Militant Irish Monthly, No. 47, Oct. 1976

Ulsterbus strike against hi-jacking

On September 6th over 50 Ulsterbus drivers and crews staged a protest march through Derry demanding the Right to Work in Peace and an end to the hijacking and bombings of buses in Derry. All buses were stopped for over two hours when the drivers marched 1½ miles from their depot to the Guildhall Square. They carried placards with slogans such as 'We drive buses not bombs' and 'Let us work in peace'.

A spokesman for the Busmen expressed the mood of the workers when he stated that their action was a spontaneous reaction to the bombings of the previous night. All the drivers and other workers were fed up with the situation at the moment.

'It just is not right that somebody can come along and force a bus driver to take a bomb on board his vehicle and drive to wherever that person chooses', he said. Four buses and two private cars were destroyed the night before when bombs exploded at the Ulsterbus depot in Pennyburn. This followed the hijacking, at gunpoint, of an Ulsterbus that night. Four youths forced the drier to take the bus to the gates of the depot. The youths had three duffle bags with them, each one containing a bomb. The driver was released unharmed as they placed a bomb in his bus and placed the others in two other buses. Although nobody was hurt, an engineering worker was trapped inside the perimeter wire of the depot and had to be rescued by soldiers.

Terror

No organisation has claimed responsibility but it is generally assumed to be the work of the Provisionals. (The bus had been hijacked in the Republican area of Shantallow.) As can be seen from the protest action by the drivers, the bombing campaign does not raise the level of consciousness of workers in the day-to-day struggle against the policies of British capitalism and the repression by the British army.

In fact the opposite is the case. Not only that, but these methods of individual terror, despite the desire of the young volunteers to seek revenge against the policies of the British ruling class, only provide the excuse to crack down on the Catholic areas and the labour movement by introducing all kinds of repressive legislation.

One small example of this was demonstrated by the actions of the British army some considerable time after the bombings at Pennyburn. A number of teenagers were stopped in the vicinity of the depot and were harassed and questioned by the army. A group of lads coming home from a fishing trip were held by the Army who took their names and addresses.

The protest action by the drivers cannot be seen as 'one sided'. In May of this year these men staged a sit down in the main road outside the Fort George army barracks when they protested against the actions of the army. The previous night a bus travelling in the direction of Shantallow was fired on by a soldier from the barracks. As a result of this indiscriminate shooting a young man of 20 years, who had only been released from Long Kesh, was shot dead as he sat next to his girlfriend.
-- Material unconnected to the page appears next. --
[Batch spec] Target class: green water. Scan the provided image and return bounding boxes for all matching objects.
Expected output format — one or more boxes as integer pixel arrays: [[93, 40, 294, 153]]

The bus drivers delivered a petition to the O/C of the army camp demanding that the army cease this type of murderous action against ordinary people. These events in Derry together with the events that led to the launching of the Trade Union campaign against sectarianism and unemployment demonstrate the desire of the working class people for a solution to these evils and for an end to the repression of the British army.